A fallow field outside Etaples, Pas-de-Calais, September 1940: That I felt the burning hurt of the sharp slap to my face confirmed my heart must still be pumping. Reluctant conjoined eyelids fought good reason in their quest for equitable divorce. Then the soothing touch of a soft, lukewarm palm upon my brow set in motion a myriad of wideawake apparitions.

It was the albino from the Resistance, fabled for her ostensibly permanent black beret, who had somehow found me. I instantly knew it was she by the smell of her ‘Soir de Paris’ eau de cologne, pre the outbreak of war, the budget choice of the proletariat, now the perfume of the few.

Once my vision had deigned to make its hesitant appearance I made mental note of her quizzical, perhaps even loving, concern for my well-being notwithstanding that her face was uncomfortably close to my own; her decision making eyes darting this way and that.
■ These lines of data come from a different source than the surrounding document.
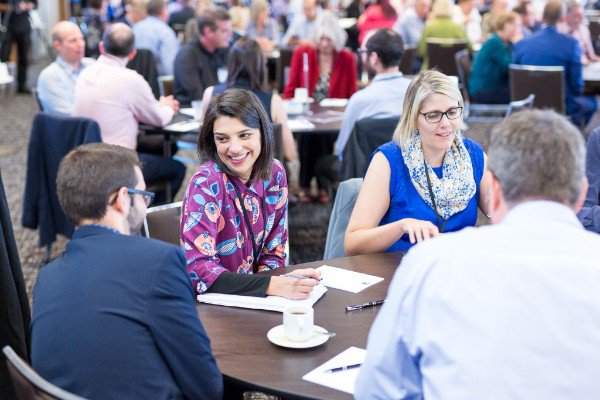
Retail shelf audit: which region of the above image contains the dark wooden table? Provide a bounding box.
[288,102,345,136]
[197,253,402,399]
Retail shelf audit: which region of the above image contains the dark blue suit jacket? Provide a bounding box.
[31,225,223,399]
[513,26,583,115]
[577,127,600,233]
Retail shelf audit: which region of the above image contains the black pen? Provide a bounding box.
[323,363,362,374]
[346,300,385,311]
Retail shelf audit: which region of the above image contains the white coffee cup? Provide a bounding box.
[283,306,315,342]
[192,100,204,121]
[217,67,228,83]
[294,88,308,101]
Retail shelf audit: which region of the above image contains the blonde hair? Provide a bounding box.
[311,11,348,51]
[250,0,269,23]
[431,0,454,18]
[494,12,519,32]
[392,70,464,146]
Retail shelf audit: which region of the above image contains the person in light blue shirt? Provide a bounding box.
[37,21,94,115]
[354,110,600,400]
[335,29,410,161]
[133,0,179,75]
[393,0,431,47]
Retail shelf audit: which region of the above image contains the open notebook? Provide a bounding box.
[197,285,327,312]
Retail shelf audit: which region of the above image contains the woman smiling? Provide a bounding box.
[345,71,487,255]
[180,89,320,299]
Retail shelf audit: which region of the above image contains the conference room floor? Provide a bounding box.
[0,61,600,299]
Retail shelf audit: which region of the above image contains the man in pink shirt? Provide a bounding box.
[558,0,599,64]
[74,23,185,195]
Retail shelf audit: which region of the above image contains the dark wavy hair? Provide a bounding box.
[198,89,275,182]
[227,37,267,92]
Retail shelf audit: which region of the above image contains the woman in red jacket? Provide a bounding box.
[283,15,358,203]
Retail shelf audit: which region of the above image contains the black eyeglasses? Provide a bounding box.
[108,188,155,207]
[419,107,462,124]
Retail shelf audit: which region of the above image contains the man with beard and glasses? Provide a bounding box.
[335,29,410,161]
[31,143,223,399]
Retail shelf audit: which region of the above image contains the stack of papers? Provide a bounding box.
[302,347,367,394]
[197,285,327,312]
[288,118,315,131]
[165,120,202,132]
[317,265,383,293]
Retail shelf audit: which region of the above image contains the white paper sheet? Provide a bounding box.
[319,99,348,107]
[317,265,383,293]
[288,118,315,131]
[302,347,367,394]
[165,120,201,132]
[197,285,327,312]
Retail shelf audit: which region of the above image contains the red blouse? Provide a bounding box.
[283,45,358,99]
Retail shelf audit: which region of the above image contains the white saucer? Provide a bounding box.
[267,325,329,349]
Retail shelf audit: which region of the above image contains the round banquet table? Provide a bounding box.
[197,253,403,399]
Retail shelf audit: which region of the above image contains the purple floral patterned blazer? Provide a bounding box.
[180,160,288,294]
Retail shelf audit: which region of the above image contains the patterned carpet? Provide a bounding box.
[0,61,600,304]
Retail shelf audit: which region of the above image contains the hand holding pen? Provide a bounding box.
[266,268,321,300]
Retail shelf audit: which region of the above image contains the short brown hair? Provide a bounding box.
[198,89,275,182]
[198,7,231,36]
[542,0,565,26]
[494,12,519,32]
[56,143,140,225]
[146,0,167,15]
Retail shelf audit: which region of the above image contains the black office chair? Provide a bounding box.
[427,38,467,76]
[22,113,102,261]
[2,346,85,400]
[454,49,508,122]
[144,201,182,246]
[504,94,535,118]
[339,117,399,181]
[508,64,566,115]
[400,46,418,75]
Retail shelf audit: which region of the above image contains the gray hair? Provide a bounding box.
[311,11,348,51]
[488,110,585,206]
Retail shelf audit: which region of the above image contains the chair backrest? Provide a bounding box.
[275,47,294,93]
[273,122,284,162]
[144,201,182,246]
[504,94,535,118]
[158,75,175,96]
[400,46,417,75]
[508,64,566,114]
[339,117,399,181]
[323,178,363,260]
[22,113,102,247]
[2,346,85,400]
[454,49,472,94]
[427,38,467,76]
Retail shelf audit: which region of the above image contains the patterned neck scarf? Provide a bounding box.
[400,132,477,220]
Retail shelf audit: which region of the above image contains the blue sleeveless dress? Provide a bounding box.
[378,138,485,251]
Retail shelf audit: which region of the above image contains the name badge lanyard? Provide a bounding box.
[230,182,267,273]
[423,160,447,233]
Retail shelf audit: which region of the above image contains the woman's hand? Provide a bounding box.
[267,268,321,300]
[398,218,440,244]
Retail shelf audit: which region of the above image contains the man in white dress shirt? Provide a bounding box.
[355,110,600,400]
[37,21,94,115]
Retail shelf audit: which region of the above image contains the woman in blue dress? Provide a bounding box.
[345,70,487,255]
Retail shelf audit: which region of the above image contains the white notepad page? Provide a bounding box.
[317,265,383,293]
[302,347,367,394]
[197,285,327,312]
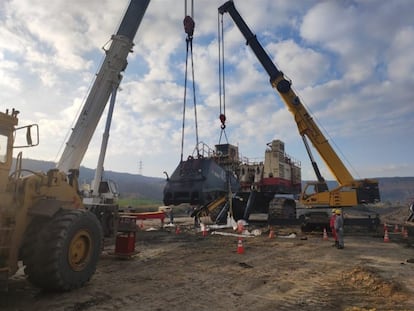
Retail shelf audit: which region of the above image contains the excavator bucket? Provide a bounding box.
[164,157,240,205]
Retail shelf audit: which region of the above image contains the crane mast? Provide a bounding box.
[56,0,149,172]
[218,1,379,205]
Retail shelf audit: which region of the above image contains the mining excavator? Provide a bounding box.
[218,1,380,228]
[0,0,149,291]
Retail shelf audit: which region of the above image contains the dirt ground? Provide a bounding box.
[0,207,414,311]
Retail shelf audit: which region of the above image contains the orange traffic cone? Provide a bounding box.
[402,227,408,239]
[269,227,275,239]
[323,228,328,241]
[237,238,244,254]
[384,229,390,242]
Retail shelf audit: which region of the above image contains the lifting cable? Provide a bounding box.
[181,0,200,162]
[217,13,229,144]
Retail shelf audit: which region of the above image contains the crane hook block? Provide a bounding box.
[183,15,195,37]
[219,113,226,130]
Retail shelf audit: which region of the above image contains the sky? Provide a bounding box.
[0,0,414,180]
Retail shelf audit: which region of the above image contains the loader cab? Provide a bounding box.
[0,109,39,192]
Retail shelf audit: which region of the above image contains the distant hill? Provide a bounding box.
[15,159,165,201]
[12,159,414,204]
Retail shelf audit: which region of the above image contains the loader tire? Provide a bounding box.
[23,210,103,291]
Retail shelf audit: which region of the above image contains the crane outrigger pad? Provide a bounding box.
[164,156,240,205]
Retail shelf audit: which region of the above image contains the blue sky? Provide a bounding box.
[0,0,414,179]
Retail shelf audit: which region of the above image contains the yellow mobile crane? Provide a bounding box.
[218,1,380,212]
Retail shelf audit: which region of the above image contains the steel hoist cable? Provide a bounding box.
[181,0,200,162]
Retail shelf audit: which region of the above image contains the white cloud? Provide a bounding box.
[0,0,414,183]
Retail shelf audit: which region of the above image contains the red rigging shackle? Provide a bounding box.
[219,113,226,124]
[219,113,226,130]
[183,15,195,36]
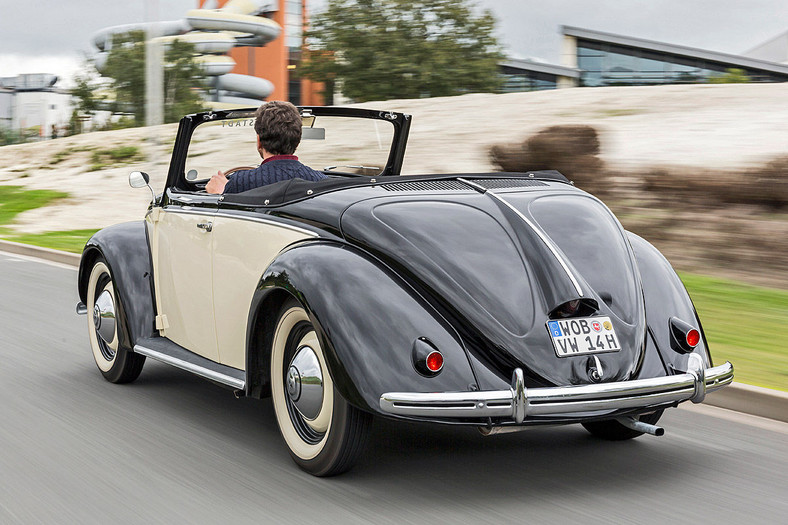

Seeing her thus, the thought struck that the sea of cosmopolitan wild flowers all around reminded me of women without makeup. Untamed beauty bests designed hybrids, always. ‘Frenchie’ as I called her was the consummate ‘white flower’.

We never did share our real names on the simple, logical basis that less information was more should one of us ever be the subject of interrogation. Regardless, this bloodthirsty morn it was she who embraced the concept of keeping me alive over and above any other astute considerations vis a vis her own safety.

I’d met her just the once previous. A bizarre encounter at the end of Brighton’s West Pier on an autumn’s night that favoured grey mist and ghostly lamplight over a bewitched moon and amiable stars. She of perfect, albeit accented, English when circumstance demanded, spoke in what I presumed was her native tongue, namely that of La Belle France. For reasons of common-sense, given we were both soon to join in the hostilities across La Manche, we decided it best we conversed in la langue Française for the main part.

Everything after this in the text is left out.